Cosa è successo, nel passaggio da Foti-Gregucci a Lombardo?

«Mi sono trovato bene con Foti e Gregucci e anche con Attilio e Pozzi. C’erano anche loro nello staff tecnico. Io mi sono sempre trovato bene con tutti loro perché mi hanno dato la possibilità di giocare. Eravamo partiti molto bene. Poi ci sono state due sconfitte di fila che ci hanno fermato. Con Lombardo abbiamo trovato la quadra giusta».

Cosa è scattato?

«Ci siamo uniti come gruppo, abbiamo fatto di tutto per far restare la Sampdoria in B. E pensare che la Samp dovrebbe stare in A. Ci siamo detti che dovevamo farcela».

Questa squadra – con qualche rinforzo – può puntare alla A?

«Secondo me è una squadra che deve assolutamente arrivare alla massima serie. Con questi giocatori, la Samp potrebbe fare bene l’anno prossimo».

Lei però è in prestito dalla Fiorentina fino a giugno. Il futuro?

«Sono sincero. Con la Fiorentina non ho ancora parlato. Lo farò quando finirà il campionato, ora non so niente. Anche perché loro devono arrivare all’obiettivo. Qui alla Sampdoria però mi trovo veramente bene».

Un’icona come Giovanni Galli la sponsorizza per il dopo De Gea a Firenze.

«A prescindere le parole che vengono dette su di me fanno sempre piacere. In positivo ma anche in negativo. Non spetta a me decidere. Bisognerà vedere cosa deciderà la Fiorentina».
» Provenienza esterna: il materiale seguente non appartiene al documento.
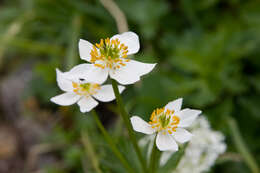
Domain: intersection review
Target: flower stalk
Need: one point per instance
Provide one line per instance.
(154, 157)
(127, 122)
(111, 143)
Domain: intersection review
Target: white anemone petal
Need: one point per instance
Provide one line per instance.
(65, 99)
(86, 104)
(89, 72)
(106, 93)
(64, 83)
(129, 39)
(85, 48)
(181, 135)
(131, 72)
(174, 105)
(140, 125)
(165, 141)
(187, 116)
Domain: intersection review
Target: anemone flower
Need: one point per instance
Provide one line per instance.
(168, 123)
(110, 58)
(82, 92)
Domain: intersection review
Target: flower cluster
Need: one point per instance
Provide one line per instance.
(83, 85)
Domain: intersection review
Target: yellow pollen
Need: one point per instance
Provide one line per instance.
(164, 120)
(85, 89)
(109, 53)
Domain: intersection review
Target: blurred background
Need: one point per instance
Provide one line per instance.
(208, 52)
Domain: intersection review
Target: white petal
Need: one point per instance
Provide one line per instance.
(129, 39)
(64, 83)
(181, 135)
(89, 73)
(106, 93)
(66, 99)
(131, 72)
(187, 116)
(85, 48)
(86, 104)
(174, 105)
(165, 141)
(140, 125)
(165, 157)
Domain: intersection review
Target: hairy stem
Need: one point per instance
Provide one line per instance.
(127, 122)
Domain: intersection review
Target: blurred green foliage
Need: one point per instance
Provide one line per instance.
(207, 52)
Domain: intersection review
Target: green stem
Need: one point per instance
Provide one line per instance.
(155, 155)
(71, 56)
(241, 146)
(127, 122)
(111, 143)
(90, 151)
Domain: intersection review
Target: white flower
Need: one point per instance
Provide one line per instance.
(109, 57)
(169, 123)
(81, 91)
(202, 151)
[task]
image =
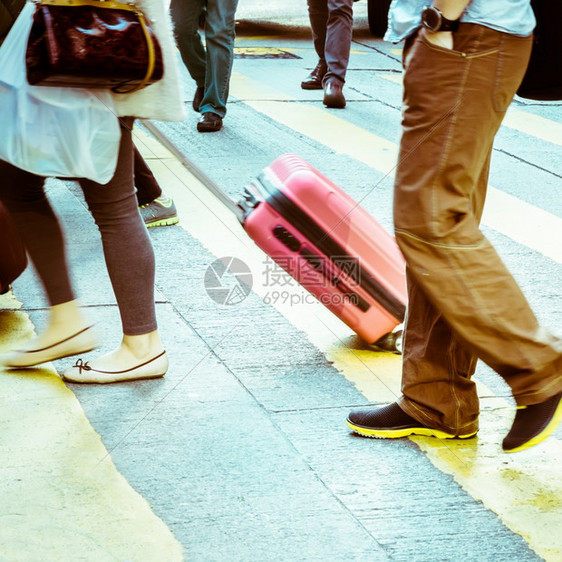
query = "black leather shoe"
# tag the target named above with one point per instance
(314, 80)
(209, 123)
(198, 97)
(533, 424)
(333, 95)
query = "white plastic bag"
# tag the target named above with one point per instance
(50, 131)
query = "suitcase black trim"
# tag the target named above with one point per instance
(328, 246)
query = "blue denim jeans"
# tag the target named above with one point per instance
(463, 303)
(210, 65)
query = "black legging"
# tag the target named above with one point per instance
(128, 252)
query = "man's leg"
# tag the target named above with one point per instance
(451, 264)
(436, 223)
(186, 17)
(338, 43)
(219, 38)
(338, 38)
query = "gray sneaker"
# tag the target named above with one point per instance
(161, 212)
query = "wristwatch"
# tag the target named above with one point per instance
(434, 20)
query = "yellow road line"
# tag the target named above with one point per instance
(528, 123)
(62, 496)
(523, 489)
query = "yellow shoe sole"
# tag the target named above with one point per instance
(546, 432)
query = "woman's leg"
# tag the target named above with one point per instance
(67, 331)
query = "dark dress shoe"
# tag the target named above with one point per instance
(314, 80)
(333, 95)
(198, 97)
(209, 123)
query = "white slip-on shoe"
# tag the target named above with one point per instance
(83, 373)
(81, 342)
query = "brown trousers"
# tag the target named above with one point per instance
(463, 302)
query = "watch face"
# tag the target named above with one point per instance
(431, 19)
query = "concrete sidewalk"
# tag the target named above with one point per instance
(241, 451)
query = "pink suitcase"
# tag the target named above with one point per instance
(329, 244)
(322, 238)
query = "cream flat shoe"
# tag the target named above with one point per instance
(83, 373)
(80, 342)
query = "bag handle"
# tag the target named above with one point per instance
(116, 5)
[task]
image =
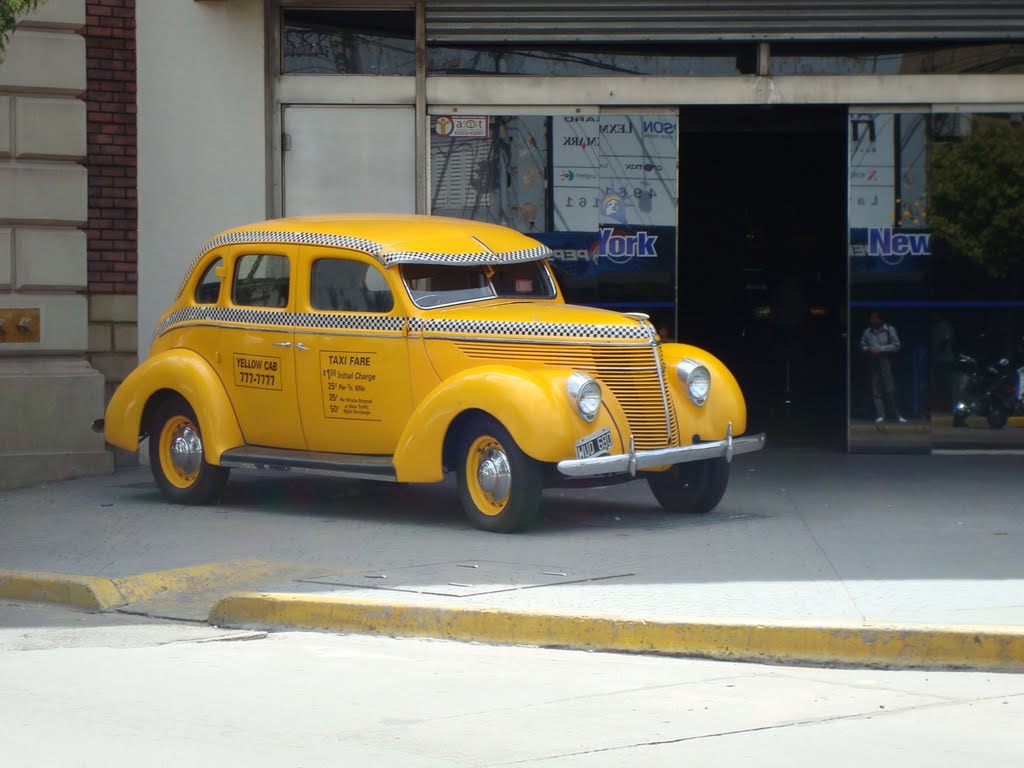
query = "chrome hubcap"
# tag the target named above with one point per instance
(494, 475)
(186, 451)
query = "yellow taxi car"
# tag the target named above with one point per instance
(402, 347)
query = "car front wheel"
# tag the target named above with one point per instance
(694, 487)
(177, 459)
(499, 485)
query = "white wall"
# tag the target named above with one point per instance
(202, 164)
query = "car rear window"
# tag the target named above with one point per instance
(261, 280)
(345, 285)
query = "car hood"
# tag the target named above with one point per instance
(532, 320)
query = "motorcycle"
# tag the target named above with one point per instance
(991, 391)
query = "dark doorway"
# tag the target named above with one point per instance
(762, 267)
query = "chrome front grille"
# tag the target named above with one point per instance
(633, 373)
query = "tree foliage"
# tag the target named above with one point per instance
(9, 11)
(976, 196)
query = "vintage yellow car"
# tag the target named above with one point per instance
(403, 347)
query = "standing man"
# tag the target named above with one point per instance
(881, 342)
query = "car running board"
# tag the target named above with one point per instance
(310, 462)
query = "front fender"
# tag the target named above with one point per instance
(725, 401)
(530, 404)
(187, 374)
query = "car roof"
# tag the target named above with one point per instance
(394, 239)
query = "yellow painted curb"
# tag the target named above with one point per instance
(94, 593)
(97, 593)
(876, 645)
(193, 579)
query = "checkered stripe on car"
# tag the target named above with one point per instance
(500, 328)
(367, 246)
(279, 320)
(424, 257)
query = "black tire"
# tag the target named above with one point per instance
(694, 487)
(499, 485)
(177, 458)
(997, 417)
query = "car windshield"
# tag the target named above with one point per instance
(437, 285)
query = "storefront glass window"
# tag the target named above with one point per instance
(568, 61)
(964, 58)
(348, 42)
(935, 251)
(599, 190)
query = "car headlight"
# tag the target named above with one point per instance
(585, 393)
(696, 378)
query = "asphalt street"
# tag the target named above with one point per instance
(801, 537)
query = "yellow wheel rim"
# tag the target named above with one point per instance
(488, 477)
(180, 452)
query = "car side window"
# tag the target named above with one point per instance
(261, 280)
(348, 286)
(208, 288)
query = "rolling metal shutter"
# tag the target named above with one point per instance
(624, 20)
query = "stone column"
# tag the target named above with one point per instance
(49, 393)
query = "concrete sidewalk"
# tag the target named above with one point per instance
(897, 560)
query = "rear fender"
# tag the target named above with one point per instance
(532, 406)
(184, 373)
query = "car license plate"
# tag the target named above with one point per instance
(594, 444)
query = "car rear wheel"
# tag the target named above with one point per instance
(177, 458)
(499, 485)
(694, 487)
(997, 417)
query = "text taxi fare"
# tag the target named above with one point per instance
(401, 347)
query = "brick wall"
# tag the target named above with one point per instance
(113, 225)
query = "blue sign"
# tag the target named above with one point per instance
(885, 249)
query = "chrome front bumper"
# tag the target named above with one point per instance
(634, 461)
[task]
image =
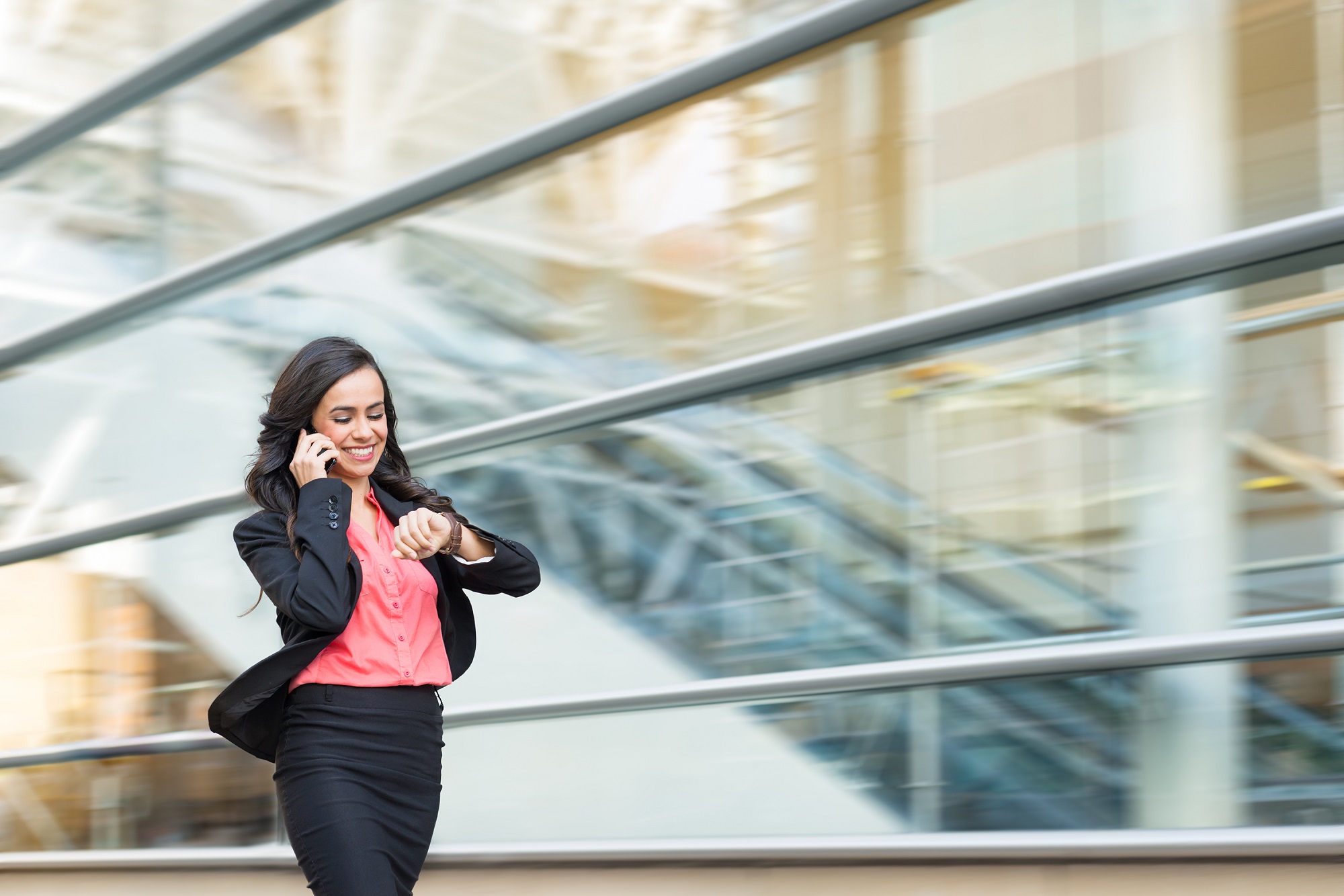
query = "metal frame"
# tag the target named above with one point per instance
(1236, 844)
(833, 354)
(786, 42)
(1075, 659)
(178, 64)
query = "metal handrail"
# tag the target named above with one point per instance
(178, 64)
(1073, 659)
(1291, 842)
(779, 45)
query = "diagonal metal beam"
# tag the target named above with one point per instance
(1181, 844)
(1050, 660)
(782, 44)
(178, 64)
(829, 355)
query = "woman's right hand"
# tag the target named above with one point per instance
(311, 457)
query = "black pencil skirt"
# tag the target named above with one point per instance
(358, 776)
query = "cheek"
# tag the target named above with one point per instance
(333, 432)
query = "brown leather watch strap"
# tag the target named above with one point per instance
(455, 539)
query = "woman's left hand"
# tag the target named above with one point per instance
(420, 534)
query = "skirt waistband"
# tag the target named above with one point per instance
(412, 698)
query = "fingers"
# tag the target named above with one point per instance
(403, 545)
(311, 457)
(413, 539)
(417, 527)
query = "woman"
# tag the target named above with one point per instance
(366, 568)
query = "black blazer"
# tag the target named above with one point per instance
(315, 598)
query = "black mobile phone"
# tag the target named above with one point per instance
(330, 463)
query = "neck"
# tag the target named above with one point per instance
(358, 486)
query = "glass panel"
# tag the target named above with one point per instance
(347, 103)
(56, 54)
(127, 639)
(1062, 479)
(861, 183)
(1083, 753)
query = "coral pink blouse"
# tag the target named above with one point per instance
(394, 636)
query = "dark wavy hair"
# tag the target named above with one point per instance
(292, 405)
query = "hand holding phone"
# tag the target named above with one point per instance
(314, 457)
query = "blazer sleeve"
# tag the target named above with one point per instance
(317, 589)
(513, 570)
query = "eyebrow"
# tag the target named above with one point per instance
(349, 408)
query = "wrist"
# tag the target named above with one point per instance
(455, 537)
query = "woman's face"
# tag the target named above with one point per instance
(351, 416)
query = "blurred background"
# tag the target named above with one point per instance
(1158, 465)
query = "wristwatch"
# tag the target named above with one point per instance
(455, 539)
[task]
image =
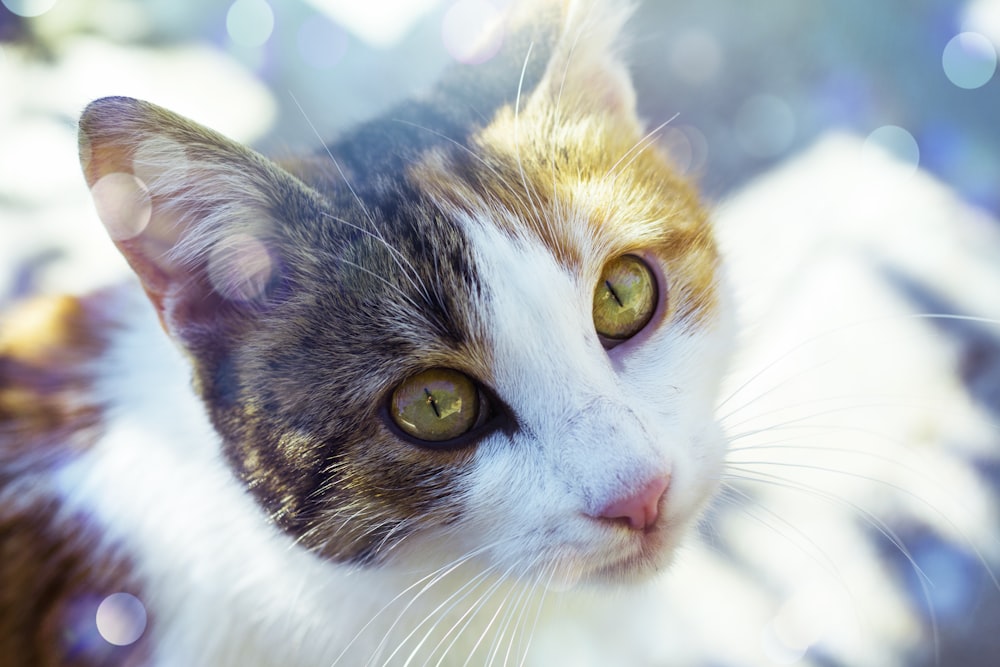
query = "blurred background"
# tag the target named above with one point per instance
(852, 149)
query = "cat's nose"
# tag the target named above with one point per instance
(639, 510)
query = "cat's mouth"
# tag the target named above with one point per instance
(631, 558)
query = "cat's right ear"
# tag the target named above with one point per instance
(193, 212)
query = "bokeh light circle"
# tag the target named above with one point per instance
(969, 60)
(250, 22)
(121, 619)
(29, 8)
(686, 147)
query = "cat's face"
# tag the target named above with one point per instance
(501, 336)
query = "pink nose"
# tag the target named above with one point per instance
(640, 509)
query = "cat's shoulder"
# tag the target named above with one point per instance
(56, 566)
(48, 349)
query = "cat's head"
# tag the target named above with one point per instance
(489, 322)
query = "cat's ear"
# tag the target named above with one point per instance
(193, 212)
(586, 70)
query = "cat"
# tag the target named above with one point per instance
(425, 396)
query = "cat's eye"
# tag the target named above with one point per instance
(436, 405)
(624, 299)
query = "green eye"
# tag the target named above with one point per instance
(436, 405)
(624, 299)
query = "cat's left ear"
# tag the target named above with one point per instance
(586, 69)
(194, 213)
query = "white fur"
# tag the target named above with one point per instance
(222, 586)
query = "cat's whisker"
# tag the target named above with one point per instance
(539, 218)
(501, 178)
(808, 546)
(926, 481)
(408, 271)
(924, 581)
(486, 630)
(460, 624)
(440, 612)
(816, 338)
(543, 592)
(803, 421)
(637, 148)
Forse Aquilani a Firenze è stato fin qui il suo allenatore più importante?

«Da ogni allenatore cerco di prendere qualcosa. Di sicuro con Aquilani abbiamo fatto una bellissima stagione».

Bravissimo tra i pali, ma forse anche Martinelli ha qualche difetto?

«Io penso che ognuno di noi debba sempre migliorare. Io insieme al preparatore dei portieri Walter Bressan cerco sempre di crescere, analizzando ogni partita».

Il calcio azzurro è in crisi, forse l’unico ruolo in cui siamo coperti è quello del portiere.

«Donnarumma per me è un riferimento soprattutto per il percorso che ha fatto. Ha esordito giovanissimo nel Milan, poi da lì non si è più fermato».

Quanto è stato importante il ds Andrea Mancini nel portarla a Genova?

«Devo dire che il direttore, insieme a Fredberg e Invernizzi, ha fatto un grandissimo mercato di gennaio. Qui alla Sampdoria hanno preso giocatori di livello. Uno dei motivi per cui siamo riusciti a raggiungere la salvezza».

E se l’anno prossimo avesse l’occasione di riportare la Samp in A?

«Per quello che mi ha dato la Sampdoria, mi farebbe strapiacere cercare di riportarla in A. Io sono cresciuto con la Sampdoria in A. Una piazza che non è certo da B, per storia e tifo».

E se restasse alla Samp sia lei sia un altro fresco ex viola come Viti?

«Sarebbe bello rigiocare un altro anno con Mattia. Con lui ho un grandissimo rapporto. L’ho conosciuto quest’estate in ritiro. Ed è stata subito amicizia».